La violenza della peste - Tucidide versione greco
La violenza della peste versione greco Tucidide
ἡ ἀπορία τοῦ μὴ ἡσυχάζειν καὶ ἡ ἀγρυπνία ἐπέκειτο διὰ παντός. καὶ τὸ σῶμα, ὅσονπερ χρόνον καὶ ἡ νόσος ἀκμάζοι, οὐκ ἐμαραίνετο, ἀλλ' ἀντεῖχε...
Senza pause li tormentava l'insonnia e l'impossibilità assoluta di riposare. Le energie fisiche non si andavano spegnendo, nel periodo in cui la virulenza del male toccava l'acme, ma rivelavano di poter resistere in modo inaspettato e incredibile ai patimenti: sicché in molti casi la morte sopraggiungeva al nono e al settimo giorno, per effetto dell'interna arsura, mentre il malato era ancora discretamente in forze.

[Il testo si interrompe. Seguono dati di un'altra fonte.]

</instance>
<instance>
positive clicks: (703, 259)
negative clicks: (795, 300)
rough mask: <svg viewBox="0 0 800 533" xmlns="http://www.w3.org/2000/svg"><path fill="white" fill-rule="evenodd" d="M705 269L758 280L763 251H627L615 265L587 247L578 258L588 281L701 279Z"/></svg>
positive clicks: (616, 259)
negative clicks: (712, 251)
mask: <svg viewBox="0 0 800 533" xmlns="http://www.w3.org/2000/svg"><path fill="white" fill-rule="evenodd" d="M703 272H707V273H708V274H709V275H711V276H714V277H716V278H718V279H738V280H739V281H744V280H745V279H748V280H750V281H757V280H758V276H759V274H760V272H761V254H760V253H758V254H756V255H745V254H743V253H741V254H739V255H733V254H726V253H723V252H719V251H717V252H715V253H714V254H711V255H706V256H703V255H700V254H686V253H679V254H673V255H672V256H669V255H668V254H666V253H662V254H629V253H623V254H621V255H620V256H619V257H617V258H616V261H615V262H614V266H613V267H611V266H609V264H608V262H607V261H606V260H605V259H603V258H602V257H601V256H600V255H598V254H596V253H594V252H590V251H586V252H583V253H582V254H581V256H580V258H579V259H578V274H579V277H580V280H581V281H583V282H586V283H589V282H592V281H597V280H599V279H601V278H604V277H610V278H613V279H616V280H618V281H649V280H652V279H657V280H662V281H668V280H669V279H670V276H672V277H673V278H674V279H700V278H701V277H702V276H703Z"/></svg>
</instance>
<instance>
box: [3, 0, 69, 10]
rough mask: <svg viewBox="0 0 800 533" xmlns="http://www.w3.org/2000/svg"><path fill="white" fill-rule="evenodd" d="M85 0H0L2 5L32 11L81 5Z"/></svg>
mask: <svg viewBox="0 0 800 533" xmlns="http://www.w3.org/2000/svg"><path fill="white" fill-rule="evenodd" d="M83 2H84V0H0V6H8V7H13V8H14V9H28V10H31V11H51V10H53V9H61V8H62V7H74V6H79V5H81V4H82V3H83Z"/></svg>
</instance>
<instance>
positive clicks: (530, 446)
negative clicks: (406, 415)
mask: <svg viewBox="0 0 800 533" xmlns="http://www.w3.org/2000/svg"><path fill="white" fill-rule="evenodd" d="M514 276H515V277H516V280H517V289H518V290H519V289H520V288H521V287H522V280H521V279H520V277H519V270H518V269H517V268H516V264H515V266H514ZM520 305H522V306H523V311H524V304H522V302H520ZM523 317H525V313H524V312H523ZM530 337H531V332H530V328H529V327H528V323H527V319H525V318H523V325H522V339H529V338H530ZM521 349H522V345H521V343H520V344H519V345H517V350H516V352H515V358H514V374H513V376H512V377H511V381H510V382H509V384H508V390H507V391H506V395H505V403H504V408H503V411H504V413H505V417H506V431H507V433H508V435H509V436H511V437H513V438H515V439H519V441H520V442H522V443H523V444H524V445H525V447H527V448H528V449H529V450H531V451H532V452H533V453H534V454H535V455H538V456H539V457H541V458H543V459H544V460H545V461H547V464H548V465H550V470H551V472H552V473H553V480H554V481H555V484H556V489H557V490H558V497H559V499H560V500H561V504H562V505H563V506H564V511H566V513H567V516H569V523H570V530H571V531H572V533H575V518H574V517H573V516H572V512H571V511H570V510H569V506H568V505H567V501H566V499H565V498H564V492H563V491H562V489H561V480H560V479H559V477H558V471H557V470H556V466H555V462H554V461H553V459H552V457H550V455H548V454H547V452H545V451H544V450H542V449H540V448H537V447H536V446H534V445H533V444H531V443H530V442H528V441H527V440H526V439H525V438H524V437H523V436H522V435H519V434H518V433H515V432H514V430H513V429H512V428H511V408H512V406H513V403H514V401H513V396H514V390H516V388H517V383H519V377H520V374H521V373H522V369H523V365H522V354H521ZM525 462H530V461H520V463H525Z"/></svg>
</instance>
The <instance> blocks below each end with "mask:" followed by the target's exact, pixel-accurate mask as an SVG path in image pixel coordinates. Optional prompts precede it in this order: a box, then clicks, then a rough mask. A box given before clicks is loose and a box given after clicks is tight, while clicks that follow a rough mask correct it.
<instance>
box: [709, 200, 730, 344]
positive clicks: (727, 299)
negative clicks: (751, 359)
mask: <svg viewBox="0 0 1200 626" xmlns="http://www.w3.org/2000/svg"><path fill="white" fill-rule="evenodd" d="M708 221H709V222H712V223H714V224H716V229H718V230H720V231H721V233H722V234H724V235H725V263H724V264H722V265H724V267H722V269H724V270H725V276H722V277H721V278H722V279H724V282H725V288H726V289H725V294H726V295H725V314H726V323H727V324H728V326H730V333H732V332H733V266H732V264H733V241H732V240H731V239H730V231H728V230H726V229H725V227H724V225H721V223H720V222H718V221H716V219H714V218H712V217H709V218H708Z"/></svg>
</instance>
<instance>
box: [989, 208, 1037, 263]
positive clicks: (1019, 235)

Ne rimanevano intaccati i genitali, e le punte dei piedi e delle mani: molti, sopravvivendo al male, perdevano la facoltà di usare questi organi alcuni restavano privi anche degli occhi. Vi fu anche chi riacquistata appena la salute, fu colto da un oblio così profondo e completo da non conservare nemmeno la coscienza di se stesso e da ignorare i suoi cari. Il carattere di questo morbo trascende ogni possibilità descrittiva: non solo i suoi attacchi si rivelavano sempre più maligni di quanto le difese a disposizione della natura umana potessero tollerare, ma anche nel particolare seguente risultò che si trattava di un fenomeno morboso profondamente diverso dagli altri consueti: tutti gli uccelli e i quadrupedi che si cibano di cadaveri umani (molti giacevano allo scoperto) questa volta non si accostavano, ovvero morivano, dopo averne mangiato.